A Doha c’era già da allenatore, Andrea Stramaccioni, tecnico dell’Al-Gharafa dal luglio del 2021, non fosse che lo scorso 1 novembre il club qatariota ha deciso di esonerarlo e sostituirlo con il portoghese Pedro Martins. La formula è sempre la stessa: un comunicato nel quale lo si ringrazia “per tutti gli sforzi che ha fatto per la società nel periodo in cui ha ricoperto questo incarico”, gli si augura “tutto il successo”, si posta sui social una bella foto con un banalissimo “thank you” però grazie eh, ma ora ciao ciao. Non è la prima volta che gli capita, tra esoneri e rescissioni consensuali, ma Stramaccioni in Qatar ci sarà eccome perché a ingaggiarlo è stata la Rai, che lo ha inserito nella formazione di giornalisti e opinionisti che seguirà il Mondiale in loco.
Del resto, Stramaccioni è sufficientemente televisivo per funzionare: conosce il mondo, ha allenato in paesi e continenti diversi (Italia, Grecia, Repubblica Ceca, Iran, Qatar), parla un italiano corretto, possiede quella cadenza romanesca che è un plus per la tv di Stato, è dotato di una certa dose di ironia - qui, ad esempio, i tempi comici sull’episodio di Nesta e l’imitazione di Cassano sono memorabili; poi magari si può discutere delle tempistiche, considerando che allora era allenatore dell’Inter - e ha una bella presenza, tutte doti che in televisione funzionano. Inevitabilmente sa anche di calcio, perché è il suo mestiere, anche se in realtà la sua carriera di tecnico ad alti livelli, partita col botto, si è arenata sulle opulente sabbie mobili della periferia dell’impero. Ricche, ricchissime, ma senza prospettive.
Il che, per uno che a 36 anni allenava l’Inter post triplete di Julio Cesar e Zanetti, Cambiasso e Sneijder, Maicon e Milito e oggi ne ha dieci di più, non è esattamente un’evoluzione.

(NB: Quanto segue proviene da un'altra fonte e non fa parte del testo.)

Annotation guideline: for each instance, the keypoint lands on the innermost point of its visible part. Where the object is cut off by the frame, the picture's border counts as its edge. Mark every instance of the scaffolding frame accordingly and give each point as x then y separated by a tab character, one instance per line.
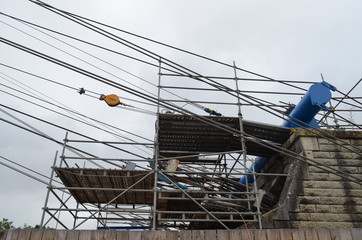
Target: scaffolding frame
201	192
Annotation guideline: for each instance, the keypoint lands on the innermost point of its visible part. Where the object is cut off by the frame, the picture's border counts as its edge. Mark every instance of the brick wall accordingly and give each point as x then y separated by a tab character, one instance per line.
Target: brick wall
312	197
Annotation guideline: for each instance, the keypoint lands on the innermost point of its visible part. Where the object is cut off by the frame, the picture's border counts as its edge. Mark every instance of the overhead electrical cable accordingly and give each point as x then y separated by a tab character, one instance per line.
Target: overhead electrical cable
84	61
29	169
181	97
133	91
74	113
60	12
102	80
345	96
71	148
86	42
75	120
78	17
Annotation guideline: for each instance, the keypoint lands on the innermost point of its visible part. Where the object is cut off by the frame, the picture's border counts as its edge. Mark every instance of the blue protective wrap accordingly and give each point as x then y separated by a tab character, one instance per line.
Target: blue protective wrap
311	103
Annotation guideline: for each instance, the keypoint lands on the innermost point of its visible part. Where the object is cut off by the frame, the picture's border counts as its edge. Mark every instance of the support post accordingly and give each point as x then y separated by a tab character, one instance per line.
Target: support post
156	151
48	192
242	136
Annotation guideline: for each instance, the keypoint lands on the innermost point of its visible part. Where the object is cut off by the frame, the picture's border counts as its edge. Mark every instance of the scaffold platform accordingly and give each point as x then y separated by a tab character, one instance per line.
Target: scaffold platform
102	185
180	135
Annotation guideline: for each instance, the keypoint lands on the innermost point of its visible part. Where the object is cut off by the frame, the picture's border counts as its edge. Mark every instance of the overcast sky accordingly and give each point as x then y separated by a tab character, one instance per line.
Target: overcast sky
280	39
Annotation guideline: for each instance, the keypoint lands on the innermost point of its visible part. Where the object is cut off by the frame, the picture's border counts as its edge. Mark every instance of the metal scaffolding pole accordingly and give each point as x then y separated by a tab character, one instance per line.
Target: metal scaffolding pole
48	191
156	152
242	136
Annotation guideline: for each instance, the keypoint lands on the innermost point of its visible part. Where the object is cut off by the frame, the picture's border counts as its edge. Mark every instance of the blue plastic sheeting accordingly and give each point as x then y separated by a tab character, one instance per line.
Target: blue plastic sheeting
311	103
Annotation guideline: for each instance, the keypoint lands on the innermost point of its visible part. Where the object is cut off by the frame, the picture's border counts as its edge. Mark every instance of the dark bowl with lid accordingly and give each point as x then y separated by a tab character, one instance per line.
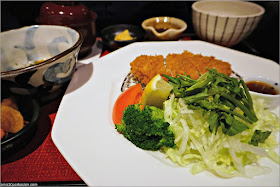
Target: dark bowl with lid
38	60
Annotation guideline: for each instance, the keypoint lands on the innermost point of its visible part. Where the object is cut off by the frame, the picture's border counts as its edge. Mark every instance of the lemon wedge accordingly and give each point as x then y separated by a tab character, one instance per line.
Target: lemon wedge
156	92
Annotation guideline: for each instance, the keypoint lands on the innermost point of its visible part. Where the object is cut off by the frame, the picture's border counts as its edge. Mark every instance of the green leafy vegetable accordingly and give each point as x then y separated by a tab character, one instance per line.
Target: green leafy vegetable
146	128
217	151
220	95
259	137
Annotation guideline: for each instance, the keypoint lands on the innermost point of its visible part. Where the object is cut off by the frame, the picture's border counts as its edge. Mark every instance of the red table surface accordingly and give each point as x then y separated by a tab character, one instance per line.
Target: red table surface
44	164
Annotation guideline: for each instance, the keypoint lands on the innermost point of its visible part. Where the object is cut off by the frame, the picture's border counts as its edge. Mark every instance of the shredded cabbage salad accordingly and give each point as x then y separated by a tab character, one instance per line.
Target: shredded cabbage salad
223	155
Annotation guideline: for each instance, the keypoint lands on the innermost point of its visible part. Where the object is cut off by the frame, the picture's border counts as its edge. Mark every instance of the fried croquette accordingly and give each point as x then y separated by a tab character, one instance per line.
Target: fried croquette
146	67
11	119
9	102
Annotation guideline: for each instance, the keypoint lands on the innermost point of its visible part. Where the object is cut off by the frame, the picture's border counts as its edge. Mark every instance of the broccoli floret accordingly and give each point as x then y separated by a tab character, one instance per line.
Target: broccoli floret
146	128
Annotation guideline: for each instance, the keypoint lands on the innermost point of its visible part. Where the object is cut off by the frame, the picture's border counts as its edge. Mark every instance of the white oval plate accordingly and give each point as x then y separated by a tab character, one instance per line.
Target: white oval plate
84	132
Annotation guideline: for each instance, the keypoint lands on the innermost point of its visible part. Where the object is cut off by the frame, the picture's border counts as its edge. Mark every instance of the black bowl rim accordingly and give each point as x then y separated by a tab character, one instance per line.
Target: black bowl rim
32	123
135	27
48	61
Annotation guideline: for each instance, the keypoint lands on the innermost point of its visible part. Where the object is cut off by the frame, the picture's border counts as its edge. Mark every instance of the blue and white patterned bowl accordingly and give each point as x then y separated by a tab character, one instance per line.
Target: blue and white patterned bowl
55	48
225	23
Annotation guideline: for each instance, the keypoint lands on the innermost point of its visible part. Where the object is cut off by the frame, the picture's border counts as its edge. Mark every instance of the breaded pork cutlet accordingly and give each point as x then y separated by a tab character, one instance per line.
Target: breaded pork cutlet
145	67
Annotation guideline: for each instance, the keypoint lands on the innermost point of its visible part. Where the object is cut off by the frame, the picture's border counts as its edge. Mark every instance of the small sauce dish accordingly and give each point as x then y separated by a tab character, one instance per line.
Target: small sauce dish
264	88
164	28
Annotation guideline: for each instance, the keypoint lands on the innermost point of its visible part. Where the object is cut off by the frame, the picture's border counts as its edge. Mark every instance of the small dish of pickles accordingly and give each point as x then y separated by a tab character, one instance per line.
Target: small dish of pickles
120	35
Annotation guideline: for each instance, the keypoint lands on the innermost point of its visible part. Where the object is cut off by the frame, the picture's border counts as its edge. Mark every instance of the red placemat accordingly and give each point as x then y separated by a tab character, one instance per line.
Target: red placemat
44	164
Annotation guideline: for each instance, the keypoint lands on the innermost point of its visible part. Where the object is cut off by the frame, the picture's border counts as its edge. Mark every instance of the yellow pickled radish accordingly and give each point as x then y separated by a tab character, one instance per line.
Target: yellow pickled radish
156	92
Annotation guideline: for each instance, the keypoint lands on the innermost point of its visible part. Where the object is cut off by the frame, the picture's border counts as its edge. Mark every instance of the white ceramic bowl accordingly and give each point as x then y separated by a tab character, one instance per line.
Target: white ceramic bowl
270	101
225	22
164	28
56	47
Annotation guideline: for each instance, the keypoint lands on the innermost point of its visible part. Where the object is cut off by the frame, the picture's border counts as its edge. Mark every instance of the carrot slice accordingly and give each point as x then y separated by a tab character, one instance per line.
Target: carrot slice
131	96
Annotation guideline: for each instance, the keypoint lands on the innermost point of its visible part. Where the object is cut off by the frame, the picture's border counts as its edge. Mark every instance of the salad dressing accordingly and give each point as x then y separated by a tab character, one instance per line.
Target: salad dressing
261	87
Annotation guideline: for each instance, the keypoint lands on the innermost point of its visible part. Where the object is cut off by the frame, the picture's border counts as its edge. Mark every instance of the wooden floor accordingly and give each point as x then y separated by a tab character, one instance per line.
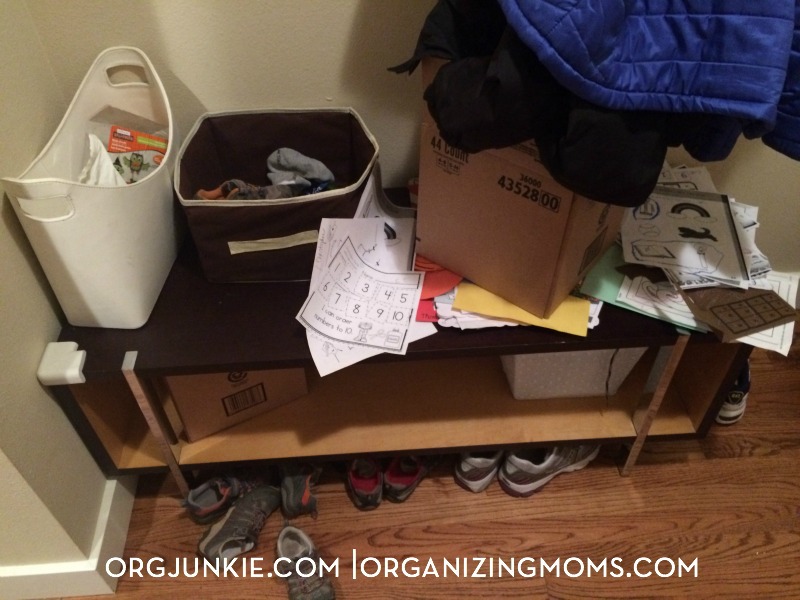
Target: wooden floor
727	504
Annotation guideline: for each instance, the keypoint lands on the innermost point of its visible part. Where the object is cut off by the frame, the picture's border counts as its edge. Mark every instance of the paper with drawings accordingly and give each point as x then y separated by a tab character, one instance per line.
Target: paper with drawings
358	305
690	232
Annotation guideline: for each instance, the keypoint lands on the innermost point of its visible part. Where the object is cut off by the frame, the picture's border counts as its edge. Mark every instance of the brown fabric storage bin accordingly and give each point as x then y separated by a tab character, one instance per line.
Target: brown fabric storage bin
268	240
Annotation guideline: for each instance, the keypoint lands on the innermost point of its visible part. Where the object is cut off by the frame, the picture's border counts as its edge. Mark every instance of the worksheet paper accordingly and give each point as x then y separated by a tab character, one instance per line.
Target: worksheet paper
351	318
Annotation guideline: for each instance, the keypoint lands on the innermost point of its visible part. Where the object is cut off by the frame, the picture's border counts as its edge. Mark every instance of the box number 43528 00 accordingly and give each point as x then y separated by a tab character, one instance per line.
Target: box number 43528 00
540	197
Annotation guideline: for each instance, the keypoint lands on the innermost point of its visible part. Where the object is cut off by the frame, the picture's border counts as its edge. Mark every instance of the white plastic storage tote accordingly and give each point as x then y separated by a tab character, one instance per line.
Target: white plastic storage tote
106	250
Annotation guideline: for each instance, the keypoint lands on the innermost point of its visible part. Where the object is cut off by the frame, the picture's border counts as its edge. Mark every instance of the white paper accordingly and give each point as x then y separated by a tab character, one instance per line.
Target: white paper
384	249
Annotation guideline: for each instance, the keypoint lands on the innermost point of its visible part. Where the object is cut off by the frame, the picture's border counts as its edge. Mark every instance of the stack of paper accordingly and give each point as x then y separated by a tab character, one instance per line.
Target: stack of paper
710	275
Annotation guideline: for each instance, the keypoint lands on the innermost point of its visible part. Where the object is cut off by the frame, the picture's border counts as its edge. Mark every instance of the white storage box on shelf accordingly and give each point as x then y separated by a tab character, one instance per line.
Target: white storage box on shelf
106	250
569	374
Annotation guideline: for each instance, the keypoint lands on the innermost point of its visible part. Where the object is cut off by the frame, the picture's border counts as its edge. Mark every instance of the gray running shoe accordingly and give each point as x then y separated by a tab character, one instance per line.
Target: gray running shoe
475	470
237	532
526	471
305	578
212	499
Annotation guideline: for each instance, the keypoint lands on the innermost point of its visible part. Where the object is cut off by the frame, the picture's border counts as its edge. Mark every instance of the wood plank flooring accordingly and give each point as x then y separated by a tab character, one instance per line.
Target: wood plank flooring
727	504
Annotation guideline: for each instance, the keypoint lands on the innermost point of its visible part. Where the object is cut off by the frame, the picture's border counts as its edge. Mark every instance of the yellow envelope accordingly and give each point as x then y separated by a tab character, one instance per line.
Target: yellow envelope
572	315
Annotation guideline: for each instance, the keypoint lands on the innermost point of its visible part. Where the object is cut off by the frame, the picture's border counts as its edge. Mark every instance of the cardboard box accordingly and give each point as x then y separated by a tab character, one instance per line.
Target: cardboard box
498	218
569	374
210	402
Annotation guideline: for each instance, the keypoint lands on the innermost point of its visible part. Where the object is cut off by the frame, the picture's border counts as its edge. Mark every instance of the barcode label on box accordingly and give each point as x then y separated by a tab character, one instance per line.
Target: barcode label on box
244	399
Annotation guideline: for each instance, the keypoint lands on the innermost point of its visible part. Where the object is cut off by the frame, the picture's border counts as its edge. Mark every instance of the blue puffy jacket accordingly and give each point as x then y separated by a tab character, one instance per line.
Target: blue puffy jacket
736	58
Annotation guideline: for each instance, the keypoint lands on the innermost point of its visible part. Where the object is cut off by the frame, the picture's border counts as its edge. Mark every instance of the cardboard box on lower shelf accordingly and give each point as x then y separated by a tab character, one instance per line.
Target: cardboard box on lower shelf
209	402
569	374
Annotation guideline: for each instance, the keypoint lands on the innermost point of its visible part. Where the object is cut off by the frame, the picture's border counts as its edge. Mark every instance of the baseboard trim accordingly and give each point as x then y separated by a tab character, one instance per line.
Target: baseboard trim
84	577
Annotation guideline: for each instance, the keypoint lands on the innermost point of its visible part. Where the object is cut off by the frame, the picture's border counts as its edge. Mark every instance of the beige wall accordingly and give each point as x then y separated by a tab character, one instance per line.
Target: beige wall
38	445
215	55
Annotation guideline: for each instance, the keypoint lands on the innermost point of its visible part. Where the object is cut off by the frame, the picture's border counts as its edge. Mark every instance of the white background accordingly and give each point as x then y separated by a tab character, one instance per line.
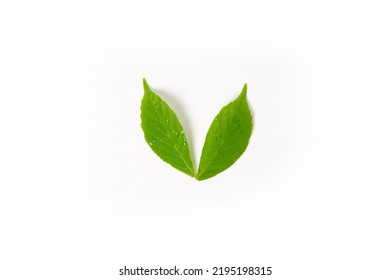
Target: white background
82	194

Stramaccioni è stato una delle non poche infatuazioni di Massimo Moratti, innamoratosi di lui - eccellente e vincente tecnico di settore giovanile tra Romulea, Roma e Inter - durante la Next Gen Series 2011-12, al punto da chiamarlo sulla panchina della prima squadra dopo avere rescisso con Ranieri il quale, a sua volta, aveva sostituito l’esonerato Gasperini. La stampa lavorò sulla mitopoiesi (Moratti, impressionato avendo seguito la Next Gen, con un foglio bianco e una penna che gli dice: “Mi disegni la sua Inter”, e aneddotica varia ed eventuale), quindi lo seppellì con l’etichetta fatale: Special Two, apparente evoluzione dello Special One. Special Two, che diamine: oltre a trattarsi di un nonsenso linguistico per l’abissale ignoranza dell’inglese, solleticava i tifosi ma mancava di contesto e prospettiva. E infatti Stramaccioni, lanciato senza nemmeno essere in possesso del patentino e confermato dopo quel finale di stagione, si è fermato al 3 novembre 2012, prima vittoria di una squadra avversaria alla Juventus Stadium: 3-1 nerazzurro e via di epinici, odi, peana. L’Inter finì nona e con Cassano, quello che prima imitava e che proprio lui volle in nerazzurro, finì malissimo, con uno screzio che il barese al solito buttò in caciara (“Con lui fu giusto alzare le mani”) e Stramaccioni a riportare il tutto sul piano di una irriducibile lite da spogliatoio (“Fece un comizio contro di me davanti alla squadra, lo affrontai verbalmente, lui negò tutto”).
Il resto è mancia: le panchine di Udinese e Panathinaikos, mezza annata a Praga, l’avventura di Teheran (il contratto, i controlli, una conferenza stampa malesaniana, la rescissione per inadempienze, i tifosi che ne chiedono il ritorno quasi fosse un eroe), qualche comparsata in tv, il Qatar. Poi c’è la quotidianità, più godibile rispetto ai risultati di campo: la moglie influencer, i quattro figli, lo spirito del viaggiatore, la Rai appunto e la consapevolezza di avere sistemato la famiglia, dal punto di vista economico, per decenni, facendo quello che più gli piace, a prescindere dai risultati e da ciò che dicono gli altri, più o meno invidiosi. Stramaccioni non è mai stato Mourinho. Ma non è un pirla.